In previous postings, I discussed the Occupy movement's "Tent Cities" as a form of political protest with expressive content and therefore protected expression under s.2 of the Charter. Once Charter protected, the analysis then shifts to the s.1 limitation analysis to determine whether or not a restriction of that expression is justified in a free and democratic society.
Political protest, as expression, is readily accepted as worthy of protection. The difficulty, however, is when we look to more obscure kinds of expressive protest, such as a personal complaint. This was the case in a recent decision by the Ontario Court of Appeal in R. v. Jeffers.
Mr. Jeffers was convicted of mischief and counselling murder as a result of distributing and plastering posters across Toronto, which referred to his dire financial situation caused by the bank's re-possession of his home. In one poster, the basis for his convictions, Jeffers reproduced a photograph of a city councillor with the councillor's name and the word "murder" as seen below:
Councillor Thompson Jeffers
Help Black 647-xxx-4476
Mr.
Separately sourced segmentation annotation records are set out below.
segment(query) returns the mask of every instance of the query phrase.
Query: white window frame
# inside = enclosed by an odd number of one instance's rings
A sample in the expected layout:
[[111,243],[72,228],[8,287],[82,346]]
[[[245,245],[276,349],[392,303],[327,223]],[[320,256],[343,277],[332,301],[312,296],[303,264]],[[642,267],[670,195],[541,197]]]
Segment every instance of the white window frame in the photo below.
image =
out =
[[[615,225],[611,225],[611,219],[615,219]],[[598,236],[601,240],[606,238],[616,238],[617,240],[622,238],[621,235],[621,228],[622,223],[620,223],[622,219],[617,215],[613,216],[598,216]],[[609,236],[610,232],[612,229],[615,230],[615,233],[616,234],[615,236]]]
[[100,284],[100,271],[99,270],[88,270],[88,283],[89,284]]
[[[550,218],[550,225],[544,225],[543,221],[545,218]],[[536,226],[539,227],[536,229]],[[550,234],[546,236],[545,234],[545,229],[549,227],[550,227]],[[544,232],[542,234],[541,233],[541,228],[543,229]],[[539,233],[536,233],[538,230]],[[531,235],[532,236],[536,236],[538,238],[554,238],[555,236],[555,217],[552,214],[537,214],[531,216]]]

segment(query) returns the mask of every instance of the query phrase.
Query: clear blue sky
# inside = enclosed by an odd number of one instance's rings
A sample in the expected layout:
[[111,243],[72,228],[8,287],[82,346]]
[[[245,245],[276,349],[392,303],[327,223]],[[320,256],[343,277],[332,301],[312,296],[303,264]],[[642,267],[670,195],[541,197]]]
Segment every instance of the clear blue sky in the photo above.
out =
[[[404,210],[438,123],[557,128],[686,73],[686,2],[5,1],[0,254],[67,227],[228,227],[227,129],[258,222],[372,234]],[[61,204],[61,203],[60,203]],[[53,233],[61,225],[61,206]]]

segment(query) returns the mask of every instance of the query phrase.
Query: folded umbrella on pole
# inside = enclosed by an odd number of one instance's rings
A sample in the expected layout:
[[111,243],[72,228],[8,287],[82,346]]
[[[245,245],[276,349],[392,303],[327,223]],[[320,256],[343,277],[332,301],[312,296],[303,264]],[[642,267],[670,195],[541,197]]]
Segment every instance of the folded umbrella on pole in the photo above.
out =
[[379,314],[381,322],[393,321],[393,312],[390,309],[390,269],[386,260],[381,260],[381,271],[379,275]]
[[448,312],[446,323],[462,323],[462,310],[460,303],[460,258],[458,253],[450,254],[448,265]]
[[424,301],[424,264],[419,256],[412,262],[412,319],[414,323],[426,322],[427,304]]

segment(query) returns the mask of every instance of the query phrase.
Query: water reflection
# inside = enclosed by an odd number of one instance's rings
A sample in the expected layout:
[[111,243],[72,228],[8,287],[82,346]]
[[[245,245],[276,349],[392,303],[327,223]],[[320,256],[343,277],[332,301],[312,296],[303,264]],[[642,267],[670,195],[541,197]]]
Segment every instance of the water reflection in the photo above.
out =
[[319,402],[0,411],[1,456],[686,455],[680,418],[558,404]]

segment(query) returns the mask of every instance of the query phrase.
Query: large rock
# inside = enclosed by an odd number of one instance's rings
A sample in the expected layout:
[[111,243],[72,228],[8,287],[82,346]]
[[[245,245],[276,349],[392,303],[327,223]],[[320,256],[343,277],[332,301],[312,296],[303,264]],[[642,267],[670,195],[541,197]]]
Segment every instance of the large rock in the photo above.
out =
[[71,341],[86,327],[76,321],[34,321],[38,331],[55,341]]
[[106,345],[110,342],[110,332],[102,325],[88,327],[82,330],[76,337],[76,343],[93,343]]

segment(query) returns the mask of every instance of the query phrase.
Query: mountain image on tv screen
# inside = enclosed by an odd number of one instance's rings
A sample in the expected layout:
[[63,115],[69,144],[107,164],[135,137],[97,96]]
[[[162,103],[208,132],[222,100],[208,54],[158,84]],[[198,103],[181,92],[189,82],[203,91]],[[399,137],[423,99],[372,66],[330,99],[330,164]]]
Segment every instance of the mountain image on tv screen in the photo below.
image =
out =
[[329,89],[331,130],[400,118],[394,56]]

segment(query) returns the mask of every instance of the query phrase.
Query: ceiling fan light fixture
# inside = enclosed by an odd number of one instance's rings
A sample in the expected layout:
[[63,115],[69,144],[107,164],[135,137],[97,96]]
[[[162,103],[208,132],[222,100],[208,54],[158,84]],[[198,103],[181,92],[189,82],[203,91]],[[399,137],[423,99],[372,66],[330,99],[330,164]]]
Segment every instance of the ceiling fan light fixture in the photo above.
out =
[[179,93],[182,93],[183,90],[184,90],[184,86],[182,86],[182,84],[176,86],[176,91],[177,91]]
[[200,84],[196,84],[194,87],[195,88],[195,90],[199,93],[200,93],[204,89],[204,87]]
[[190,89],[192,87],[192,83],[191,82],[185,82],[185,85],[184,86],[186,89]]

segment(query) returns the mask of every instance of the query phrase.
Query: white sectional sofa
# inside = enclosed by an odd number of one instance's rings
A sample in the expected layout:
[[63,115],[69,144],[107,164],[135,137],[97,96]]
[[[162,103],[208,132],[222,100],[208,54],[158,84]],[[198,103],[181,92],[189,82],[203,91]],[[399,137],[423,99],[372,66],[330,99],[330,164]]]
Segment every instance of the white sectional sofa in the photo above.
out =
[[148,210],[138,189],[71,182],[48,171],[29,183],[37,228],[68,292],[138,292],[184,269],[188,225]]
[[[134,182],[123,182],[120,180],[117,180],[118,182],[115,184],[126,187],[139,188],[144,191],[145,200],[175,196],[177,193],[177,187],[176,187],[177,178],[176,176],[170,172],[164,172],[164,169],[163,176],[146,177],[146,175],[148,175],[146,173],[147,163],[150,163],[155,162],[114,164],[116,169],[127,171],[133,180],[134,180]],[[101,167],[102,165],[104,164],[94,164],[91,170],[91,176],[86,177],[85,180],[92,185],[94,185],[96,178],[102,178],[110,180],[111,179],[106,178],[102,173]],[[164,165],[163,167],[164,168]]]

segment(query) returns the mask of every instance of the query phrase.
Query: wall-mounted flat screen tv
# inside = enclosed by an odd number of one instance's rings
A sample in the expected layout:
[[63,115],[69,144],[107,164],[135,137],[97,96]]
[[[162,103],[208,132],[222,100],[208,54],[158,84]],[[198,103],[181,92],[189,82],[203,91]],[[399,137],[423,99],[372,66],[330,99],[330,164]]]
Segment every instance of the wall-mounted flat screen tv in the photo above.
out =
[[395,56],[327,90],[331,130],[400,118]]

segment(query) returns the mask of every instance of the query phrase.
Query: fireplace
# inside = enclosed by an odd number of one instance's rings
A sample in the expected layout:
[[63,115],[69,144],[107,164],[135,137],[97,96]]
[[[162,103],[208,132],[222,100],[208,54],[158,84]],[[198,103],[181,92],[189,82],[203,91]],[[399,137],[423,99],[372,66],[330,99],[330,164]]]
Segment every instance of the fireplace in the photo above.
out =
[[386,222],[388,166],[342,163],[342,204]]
Jeffers, who was not originally from Canada, had a grade 5 education. According to Mr. Jeffers, the posters were a cry for help and were not intended to harm the city councillor, who had helped Mr. Jeffers in the past. The councillor did not testify at trial.
In quashing the convictions and substituting acquittals, the Court of Appeal, applying the legal principles required to prove the offences, referred to postering as "an effective and inexpensive means of communicative expression" and therefore "criminalizing this kind of conduct is not in society's best interest." The posters, albeit crude and childish, were a public airing of an individual's frustration with a plea for help from the City and were, in light of all of the circumstances, not criminal.
The Jeffers case made reference to another earlier Ontario Court of Appeal case, R. v. Batista, wherein the accused wrote poems and posted the verses throughout a Mississauga neighbourhood. The poems were about the accused's city councillor, and as with Jeffers's posters, not the most erudite literature, but were found not criminal in nature. A sample of the impugned section of the poem is reproduced below:
Now this bad driver that
WE only know as Pat Saito
who run away from thataccident
site is going to think twice
before backing up and looking at
pot holes instead of doing
We are going to dig a pot hole
about six feet long and 3 feet wide
and five feet deep to hide
her body and God will take care
of Her Soul, but We can not
forgive her for doing nothing
She can keep running
at a good pace but
We will make sure
that She is in HEAVEN
and out of the Race.
In this case, the Court considered the elements of the offence of threaten death in the context of freedom of expression under s. 2 (b) of the Charter and the vital role political satire, albeit "amateurish, foolish, and offensive," plays in a democracy. Indeed, the Court found:
The poem’s purpose of denigrating the elected councillor’s level of job commitment or competence provides important context for a consideration of whether the impugned stanzas of the poem constitute a threat. All citizens are entitled to freedom of expression in the political forum, including those whose language skills are limited. While it was unnecessary for the trial judge to engage in the in-depth s. 2(b) analysis urged upon him by trial counsel, it was necessary to consider the poem as political commentary before determining whether it constituted a threat at law.
Of course, freedom of expression is no stranger to signage as a form of complaint and grievance. In the 2002 Supreme Court of Canada Guignard case, a billboard erected on Guignard's building showing dissatisfaction with an insurance company, was protected expression under the Charter and the municipal by-law restricting that right was found to be unconstitutional.
The sign, as a form of commercial expression, was also a form of "counter-advertising" wherein a consumer exercised his or her right to show dissatisfaction with a product with the additional benefit of forewarning other consumers. This expression of complaint or dissatisfaction, not unlike the complaints found in Jeffers and Batista, "is a form of expression of opinion that has an important effect on the social and economic life of a society."
The Jeffers and Batista cases are yet another example of the Courts using Charter values to interpret their findings. Thus, the Charter colours decisions with broad strokes without the rigidity of a direct Charter analysis. This subtle use of the Charter is the future of constitutional law as Charter values incrementally change our laws to make them more robust and relevant to society.